We know that time-pressed Americans are too busy to do the things they'd like to do. Even if they did have the time, though, a Yankelovich survey (summarized in the company's Monitor Minute newsletter) suggests they wouldn't have the energy. Forty-three percent of men and 55 percent of women subscribed to the statement, "I often feel too tired to do the things I want to do." (And these are the people who had the energy to answer the phone and respond to the pollster's nosy questions!) The figure for women is skewed upwards by the severe energy deficit among mothers with kids under age 18 in the household: 59 percent of this cohort said they lack the energy to do what they want. To the extent that feeling energetic is a skill, it's one that many folks lack: Just 38 percent of men and 34 percent of women said they "feel skilled at maintaining a good energy level."
Amid all the change sweeping through the ad business, it's comforting to see one constant: It's still 10:10 in watch ads, as it has been since the dawn of time. Apparently 10:10 is the time that makes a watch face look best (and that best frames the brand's logo). The ad for Michele watches (above right), created under the lead of in-house art director Lola Garcia, sustains the tradition. Sure, a brand could cut through the category's clutter by setting an ad's watch to, say, 4:57. But that would be too upsetting for all concerned, and consumers would surely shun the brand.

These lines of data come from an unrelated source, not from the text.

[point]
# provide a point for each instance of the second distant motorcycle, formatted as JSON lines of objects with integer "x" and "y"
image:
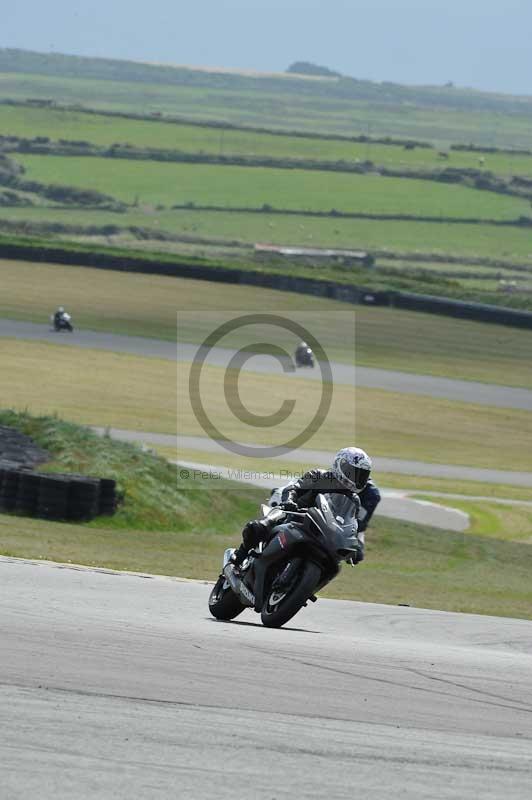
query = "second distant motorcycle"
{"x": 304, "y": 357}
{"x": 61, "y": 321}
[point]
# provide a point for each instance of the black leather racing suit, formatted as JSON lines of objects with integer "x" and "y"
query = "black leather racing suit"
{"x": 302, "y": 493}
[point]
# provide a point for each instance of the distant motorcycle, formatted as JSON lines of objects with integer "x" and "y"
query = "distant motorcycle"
{"x": 304, "y": 357}
{"x": 303, "y": 555}
{"x": 62, "y": 323}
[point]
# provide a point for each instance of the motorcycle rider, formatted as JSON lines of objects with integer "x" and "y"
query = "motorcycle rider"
{"x": 302, "y": 353}
{"x": 58, "y": 317}
{"x": 349, "y": 476}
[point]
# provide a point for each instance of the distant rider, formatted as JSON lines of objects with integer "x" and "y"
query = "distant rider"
{"x": 349, "y": 476}
{"x": 58, "y": 316}
{"x": 302, "y": 352}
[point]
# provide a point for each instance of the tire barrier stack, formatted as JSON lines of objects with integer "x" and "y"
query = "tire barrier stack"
{"x": 74, "y": 498}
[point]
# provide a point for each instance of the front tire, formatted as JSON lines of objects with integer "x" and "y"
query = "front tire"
{"x": 223, "y": 602}
{"x": 275, "y": 612}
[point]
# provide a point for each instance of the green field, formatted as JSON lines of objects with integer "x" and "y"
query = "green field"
{"x": 154, "y": 183}
{"x": 294, "y": 104}
{"x": 147, "y": 305}
{"x": 488, "y": 241}
{"x": 103, "y": 130}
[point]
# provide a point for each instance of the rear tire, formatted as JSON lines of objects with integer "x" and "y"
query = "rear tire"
{"x": 223, "y": 602}
{"x": 274, "y": 614}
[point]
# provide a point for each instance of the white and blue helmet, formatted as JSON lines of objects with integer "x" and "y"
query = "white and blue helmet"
{"x": 352, "y": 467}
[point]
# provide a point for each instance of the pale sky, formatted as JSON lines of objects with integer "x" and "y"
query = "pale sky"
{"x": 481, "y": 43}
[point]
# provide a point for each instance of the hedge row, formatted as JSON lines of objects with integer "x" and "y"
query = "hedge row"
{"x": 347, "y": 293}
{"x": 75, "y": 498}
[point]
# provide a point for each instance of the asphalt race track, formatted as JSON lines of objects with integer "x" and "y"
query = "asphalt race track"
{"x": 116, "y": 685}
{"x": 390, "y": 380}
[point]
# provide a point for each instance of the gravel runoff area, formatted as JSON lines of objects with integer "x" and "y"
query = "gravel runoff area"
{"x": 391, "y": 380}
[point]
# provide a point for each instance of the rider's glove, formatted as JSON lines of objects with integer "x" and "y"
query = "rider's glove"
{"x": 356, "y": 558}
{"x": 289, "y": 505}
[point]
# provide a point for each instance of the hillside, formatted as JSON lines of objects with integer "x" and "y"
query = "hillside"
{"x": 342, "y": 104}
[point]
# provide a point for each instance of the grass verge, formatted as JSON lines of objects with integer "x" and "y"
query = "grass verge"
{"x": 405, "y": 564}
{"x": 156, "y": 498}
{"x": 100, "y": 388}
{"x": 509, "y": 523}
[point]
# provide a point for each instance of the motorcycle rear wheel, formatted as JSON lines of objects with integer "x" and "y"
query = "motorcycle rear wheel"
{"x": 278, "y": 609}
{"x": 223, "y": 602}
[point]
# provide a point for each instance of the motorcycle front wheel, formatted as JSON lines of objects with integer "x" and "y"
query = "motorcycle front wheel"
{"x": 280, "y": 607}
{"x": 223, "y": 602}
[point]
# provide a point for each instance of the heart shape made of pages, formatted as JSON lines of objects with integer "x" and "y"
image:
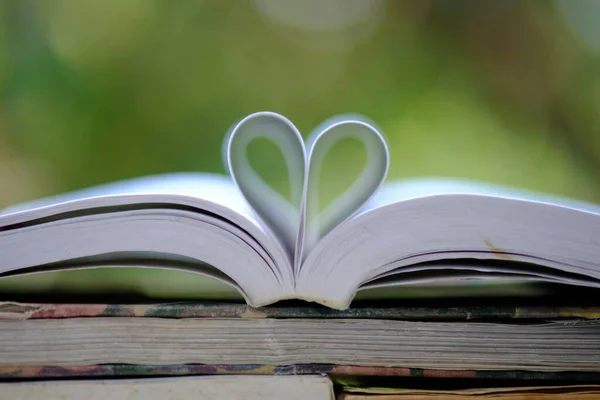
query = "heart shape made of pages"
{"x": 300, "y": 223}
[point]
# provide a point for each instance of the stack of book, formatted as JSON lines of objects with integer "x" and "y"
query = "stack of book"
{"x": 420, "y": 289}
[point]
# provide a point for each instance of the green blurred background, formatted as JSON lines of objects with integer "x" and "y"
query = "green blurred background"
{"x": 96, "y": 91}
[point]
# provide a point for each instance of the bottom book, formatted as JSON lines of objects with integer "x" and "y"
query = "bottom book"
{"x": 583, "y": 392}
{"x": 197, "y": 388}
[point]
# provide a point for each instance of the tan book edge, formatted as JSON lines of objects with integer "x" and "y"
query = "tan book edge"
{"x": 584, "y": 392}
{"x": 197, "y": 388}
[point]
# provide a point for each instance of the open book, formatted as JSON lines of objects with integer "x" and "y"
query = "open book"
{"x": 270, "y": 247}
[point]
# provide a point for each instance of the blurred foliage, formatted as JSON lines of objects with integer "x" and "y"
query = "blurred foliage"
{"x": 95, "y": 91}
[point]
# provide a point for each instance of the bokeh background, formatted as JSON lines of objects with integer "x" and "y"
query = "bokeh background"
{"x": 96, "y": 91}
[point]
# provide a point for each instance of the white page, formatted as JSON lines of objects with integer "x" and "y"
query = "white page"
{"x": 401, "y": 190}
{"x": 218, "y": 189}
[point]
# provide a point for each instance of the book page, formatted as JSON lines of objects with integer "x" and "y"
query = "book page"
{"x": 188, "y": 388}
{"x": 218, "y": 189}
{"x": 402, "y": 190}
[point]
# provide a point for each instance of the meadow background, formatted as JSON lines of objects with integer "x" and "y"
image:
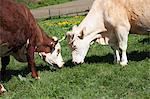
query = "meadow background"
{"x": 97, "y": 78}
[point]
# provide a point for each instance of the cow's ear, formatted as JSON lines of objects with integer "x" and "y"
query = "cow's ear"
{"x": 52, "y": 44}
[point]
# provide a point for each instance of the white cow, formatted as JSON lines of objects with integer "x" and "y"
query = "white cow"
{"x": 109, "y": 22}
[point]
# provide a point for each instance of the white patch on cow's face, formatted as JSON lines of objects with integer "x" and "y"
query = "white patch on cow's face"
{"x": 54, "y": 57}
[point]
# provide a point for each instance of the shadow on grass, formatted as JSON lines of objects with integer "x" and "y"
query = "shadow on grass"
{"x": 133, "y": 56}
{"x": 24, "y": 72}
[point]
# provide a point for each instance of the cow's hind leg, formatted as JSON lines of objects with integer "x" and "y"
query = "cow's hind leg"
{"x": 113, "y": 42}
{"x": 4, "y": 61}
{"x": 122, "y": 34}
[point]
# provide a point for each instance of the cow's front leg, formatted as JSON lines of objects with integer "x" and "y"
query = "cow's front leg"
{"x": 4, "y": 61}
{"x": 116, "y": 54}
{"x": 122, "y": 33}
{"x": 31, "y": 61}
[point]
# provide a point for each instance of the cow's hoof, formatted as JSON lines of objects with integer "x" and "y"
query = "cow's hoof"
{"x": 123, "y": 63}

The Pope has had a rough couple of weeks since giving a speech to which many Muslims took offense—in some instances, violent offense. He can now draw solace from learning that he has a higher approval rating among Americans than most American political leaders do. In a Rasmussen Reports poll fielded as the controversy was aboil, 54 percent of respondents said they have a favorable impression of Pope Benedict XVI; 22 percent said they view him unfavorably. While 53 percent said it's important for public figures "to choose their words carefully to avoid giving offense," this doesn't void their belief in free speech: 77 percent said free speech is "more important than preventing offensive remarks."
Who says teenagers disdain the fashion sense of their elders? There's just a certain time lag involved. As a WSL Strategic Retail poll finds, many teens are glad to buy their elders' castoff clothes. Asked to list the venues where they bought back-to-school clothing this year, 27 percent of teenagers cited vintage shops/ thrift stores. That exceeds the number who reported back-to-school shopping at dollar stores (20 percent) or via catalogue (19 percent). Girls are more likely than boys to have gone vintage (33 percent vs. 21 percent). The top locations for back-to-school shopping this year were mass merchandisers (78 percent of teens) and department stores (74 percent). Specialty clothing stores were popular with girls (72 percent), but less so with boys (50 percent). Thirty-four percent of girls and 32 percent of boys bought school clothes online.